Etiket arşivi: hased

Kazanmak istiyorsan yarışmayı bırakmalısın

İstemek, hem her nimetin kapısıdır, hem de her azabın kaynağı. Daha fazlasını istemek, ama her ne olursa olsun istemek, yani çılgınca istemek; bütün bunların kalpteki etkisi cehennem gibi. Cehennem nedir? Bana sorarsan (bencileyin) şöyle derim: Suyun zeytinyağıyla boğuşmasıdır. Üste çıkma/kalma telaşıdır. Üst, üst, daha üst… Dibi olmayan kuyu budur aslında. Düşmesi çıkma sanılan. Çıkıldıkça düşülen. Arkadaşım, âlemin neyi/nasıl sattığına aldanma, kalbine bak. İnenlerin çıktığını sandığı çok kuyular vardır.

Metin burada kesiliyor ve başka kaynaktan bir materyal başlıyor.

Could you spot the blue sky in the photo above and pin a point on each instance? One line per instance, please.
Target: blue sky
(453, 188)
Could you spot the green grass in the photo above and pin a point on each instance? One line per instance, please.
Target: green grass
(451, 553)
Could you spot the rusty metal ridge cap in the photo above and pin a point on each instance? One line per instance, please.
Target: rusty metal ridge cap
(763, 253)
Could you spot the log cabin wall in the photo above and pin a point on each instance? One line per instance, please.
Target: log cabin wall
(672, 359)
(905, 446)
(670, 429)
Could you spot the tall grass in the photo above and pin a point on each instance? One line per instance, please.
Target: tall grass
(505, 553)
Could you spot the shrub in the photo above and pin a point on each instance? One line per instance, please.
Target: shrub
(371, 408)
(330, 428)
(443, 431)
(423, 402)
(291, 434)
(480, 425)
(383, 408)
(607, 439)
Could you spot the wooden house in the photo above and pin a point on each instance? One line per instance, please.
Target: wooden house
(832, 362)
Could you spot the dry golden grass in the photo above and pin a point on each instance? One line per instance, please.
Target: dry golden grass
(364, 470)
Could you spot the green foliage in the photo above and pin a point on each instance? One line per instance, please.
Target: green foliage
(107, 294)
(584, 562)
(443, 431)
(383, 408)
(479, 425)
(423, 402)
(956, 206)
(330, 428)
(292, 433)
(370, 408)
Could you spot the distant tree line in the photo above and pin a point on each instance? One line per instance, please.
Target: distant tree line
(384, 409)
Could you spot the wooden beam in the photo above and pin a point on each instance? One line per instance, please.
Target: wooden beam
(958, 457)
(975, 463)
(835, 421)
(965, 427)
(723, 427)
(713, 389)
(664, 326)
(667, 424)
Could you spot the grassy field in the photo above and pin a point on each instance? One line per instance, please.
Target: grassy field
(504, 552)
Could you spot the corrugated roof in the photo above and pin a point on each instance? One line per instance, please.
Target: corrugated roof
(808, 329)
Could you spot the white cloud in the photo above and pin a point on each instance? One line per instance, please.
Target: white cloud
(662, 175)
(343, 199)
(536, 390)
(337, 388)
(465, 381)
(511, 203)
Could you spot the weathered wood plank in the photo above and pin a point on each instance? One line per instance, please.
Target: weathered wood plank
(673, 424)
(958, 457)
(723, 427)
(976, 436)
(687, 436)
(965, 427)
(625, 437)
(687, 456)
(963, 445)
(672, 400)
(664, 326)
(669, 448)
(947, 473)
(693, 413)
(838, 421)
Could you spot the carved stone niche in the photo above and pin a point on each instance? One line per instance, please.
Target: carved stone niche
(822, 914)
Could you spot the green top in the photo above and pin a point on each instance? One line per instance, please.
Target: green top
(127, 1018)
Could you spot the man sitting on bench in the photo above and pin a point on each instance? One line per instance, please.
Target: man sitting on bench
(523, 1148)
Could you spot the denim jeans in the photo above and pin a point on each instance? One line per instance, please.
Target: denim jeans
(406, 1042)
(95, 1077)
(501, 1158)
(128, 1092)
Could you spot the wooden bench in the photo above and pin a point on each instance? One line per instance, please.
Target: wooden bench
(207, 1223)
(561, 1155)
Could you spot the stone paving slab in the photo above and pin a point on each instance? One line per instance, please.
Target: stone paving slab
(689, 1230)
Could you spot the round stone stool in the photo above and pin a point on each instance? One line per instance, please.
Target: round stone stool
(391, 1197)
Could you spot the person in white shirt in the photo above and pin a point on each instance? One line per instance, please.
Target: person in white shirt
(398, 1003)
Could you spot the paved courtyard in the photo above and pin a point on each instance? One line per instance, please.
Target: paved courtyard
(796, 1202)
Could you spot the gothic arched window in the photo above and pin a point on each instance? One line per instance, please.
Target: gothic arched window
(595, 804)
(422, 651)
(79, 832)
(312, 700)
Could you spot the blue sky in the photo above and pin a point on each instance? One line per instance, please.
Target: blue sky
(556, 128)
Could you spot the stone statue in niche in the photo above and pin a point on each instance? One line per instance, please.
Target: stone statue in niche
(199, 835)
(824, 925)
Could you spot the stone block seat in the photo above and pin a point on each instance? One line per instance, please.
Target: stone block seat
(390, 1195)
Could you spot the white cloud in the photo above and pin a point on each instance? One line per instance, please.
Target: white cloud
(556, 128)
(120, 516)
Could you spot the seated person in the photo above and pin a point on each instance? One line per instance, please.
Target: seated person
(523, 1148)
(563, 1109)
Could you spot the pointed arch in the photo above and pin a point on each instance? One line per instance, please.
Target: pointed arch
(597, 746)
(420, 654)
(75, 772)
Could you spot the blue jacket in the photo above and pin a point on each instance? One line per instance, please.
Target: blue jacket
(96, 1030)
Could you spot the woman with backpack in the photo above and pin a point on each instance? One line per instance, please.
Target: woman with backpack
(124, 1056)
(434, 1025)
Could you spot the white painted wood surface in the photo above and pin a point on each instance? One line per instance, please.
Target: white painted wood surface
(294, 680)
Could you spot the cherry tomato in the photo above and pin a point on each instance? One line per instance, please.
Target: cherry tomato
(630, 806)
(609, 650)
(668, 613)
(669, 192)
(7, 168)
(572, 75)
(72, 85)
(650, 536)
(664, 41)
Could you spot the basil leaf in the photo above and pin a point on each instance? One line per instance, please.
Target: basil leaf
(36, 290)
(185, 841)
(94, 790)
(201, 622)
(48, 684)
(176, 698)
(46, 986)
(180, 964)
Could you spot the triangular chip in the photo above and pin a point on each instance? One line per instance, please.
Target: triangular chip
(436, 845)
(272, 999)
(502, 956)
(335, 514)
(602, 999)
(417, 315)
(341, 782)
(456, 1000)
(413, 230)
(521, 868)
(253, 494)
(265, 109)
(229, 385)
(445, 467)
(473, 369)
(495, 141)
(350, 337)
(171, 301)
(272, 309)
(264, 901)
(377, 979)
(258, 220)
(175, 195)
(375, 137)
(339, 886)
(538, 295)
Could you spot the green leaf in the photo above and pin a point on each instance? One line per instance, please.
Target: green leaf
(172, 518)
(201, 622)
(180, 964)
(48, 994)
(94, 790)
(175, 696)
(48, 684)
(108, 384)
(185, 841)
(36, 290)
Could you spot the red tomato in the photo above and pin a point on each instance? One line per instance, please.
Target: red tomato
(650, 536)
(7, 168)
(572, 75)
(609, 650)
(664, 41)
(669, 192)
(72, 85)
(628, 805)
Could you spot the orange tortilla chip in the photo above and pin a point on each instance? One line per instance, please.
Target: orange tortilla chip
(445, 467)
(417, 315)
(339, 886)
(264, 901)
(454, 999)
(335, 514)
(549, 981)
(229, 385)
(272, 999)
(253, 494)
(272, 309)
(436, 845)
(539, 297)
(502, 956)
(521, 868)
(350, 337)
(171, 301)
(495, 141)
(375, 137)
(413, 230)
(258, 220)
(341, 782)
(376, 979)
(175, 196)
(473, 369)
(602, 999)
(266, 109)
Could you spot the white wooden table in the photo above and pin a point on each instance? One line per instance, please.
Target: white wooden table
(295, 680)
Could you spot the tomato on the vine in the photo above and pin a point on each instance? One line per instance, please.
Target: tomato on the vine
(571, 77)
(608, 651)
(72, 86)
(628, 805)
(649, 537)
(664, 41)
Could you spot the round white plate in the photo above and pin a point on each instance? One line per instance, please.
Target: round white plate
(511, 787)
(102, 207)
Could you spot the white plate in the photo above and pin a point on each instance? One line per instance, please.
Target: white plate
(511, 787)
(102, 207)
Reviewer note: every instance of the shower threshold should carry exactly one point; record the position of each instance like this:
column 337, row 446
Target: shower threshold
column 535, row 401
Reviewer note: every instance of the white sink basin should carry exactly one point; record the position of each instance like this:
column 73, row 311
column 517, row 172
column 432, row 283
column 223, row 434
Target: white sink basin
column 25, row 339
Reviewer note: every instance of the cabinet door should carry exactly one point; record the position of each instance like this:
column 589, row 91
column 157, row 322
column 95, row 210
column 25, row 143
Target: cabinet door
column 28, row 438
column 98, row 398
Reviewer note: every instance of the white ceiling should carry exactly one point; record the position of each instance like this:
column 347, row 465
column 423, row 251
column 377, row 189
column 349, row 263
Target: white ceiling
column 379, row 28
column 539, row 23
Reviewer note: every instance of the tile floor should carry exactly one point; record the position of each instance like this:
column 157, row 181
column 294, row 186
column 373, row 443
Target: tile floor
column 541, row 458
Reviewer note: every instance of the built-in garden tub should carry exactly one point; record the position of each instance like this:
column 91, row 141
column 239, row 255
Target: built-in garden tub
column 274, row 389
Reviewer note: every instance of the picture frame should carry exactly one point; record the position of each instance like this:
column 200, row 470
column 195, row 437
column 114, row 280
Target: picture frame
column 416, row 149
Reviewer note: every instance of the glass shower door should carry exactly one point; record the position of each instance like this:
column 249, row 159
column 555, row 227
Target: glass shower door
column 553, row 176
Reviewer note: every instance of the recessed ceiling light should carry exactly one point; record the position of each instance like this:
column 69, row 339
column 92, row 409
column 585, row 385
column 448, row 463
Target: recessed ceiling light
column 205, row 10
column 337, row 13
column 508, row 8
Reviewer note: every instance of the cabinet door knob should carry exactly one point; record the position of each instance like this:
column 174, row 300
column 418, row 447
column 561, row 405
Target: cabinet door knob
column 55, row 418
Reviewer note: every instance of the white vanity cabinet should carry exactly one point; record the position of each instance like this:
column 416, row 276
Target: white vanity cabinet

Bitmek bilmeyen yarış. Stres. Hased. Yorgunluk. Ve geride kalmanın uyandırdığı tüm çirkinlikler. Kötülüklerin anası: Öne geçme arzusu. Daha fazlası olabilme arzusu. Yavrusu: Daha fazlasına sahib olma arzusu. Sonu gelmeyen yokuş: Esfele’s-safilîn. Bitiş çizgisi yok. Varacağı yer: Aşağıların en aşağısı. Bugünlerde en çok boğuştuğumuz yaradır bizim. Aç olmayan, istemeyen, koşmayan, arzulamayan, özenmeyen geride kalıyor. Her gün yeni birşey çıkıyor. Almayan geride kalıyor. Tüketmeyen geride kalıyor. Uymayan geride kalıyor. Benzemeyen geride kalıyor. Önündeki her kuyuya iştiyakla düşmeyen geride kalıyor.

Kâf sûresinde, cehenneme “Doldun mu?” diye sorulacağı, onunsa bu soruya şöyle cevap vereceği buyruluyor: Hel min mezid?/Daha yok mu? Bence bu söz, sadece cehennemin değil, cehennemliklerin de halet-i ruhiyesinin tarifidir. Demem o ki: Cehennemin şahs-ı manevîsi cehennemliklerin şahs-ı manevîsidir. Onlar gibi konuşur. Onların kalplerinden, niyetlerinden, günahlarından, isyanlarından, tükettiklerinden ve dahi bu dünyadan yanlarında götürdüklerinden yaratılır.

“Daha yok mu?” diyenlerin yurdu değil midir cehennem? Dünyadayken hırs ile mülke saldıranların; helal/haram tanımayanların; sömürenlerin, zulmedenlerin, başkasını yutmakla beslenenlerin, yani kanaat etmeyenlerin yurdu; hayırda yarışanların değil sahip olmak için koşuşanların memleketi değil midir? Mekan mekînini taklit eder. Elbet cehennemleri de onlar gibi davranacak. Onlar gibi “Daha yok mu?” diyecek.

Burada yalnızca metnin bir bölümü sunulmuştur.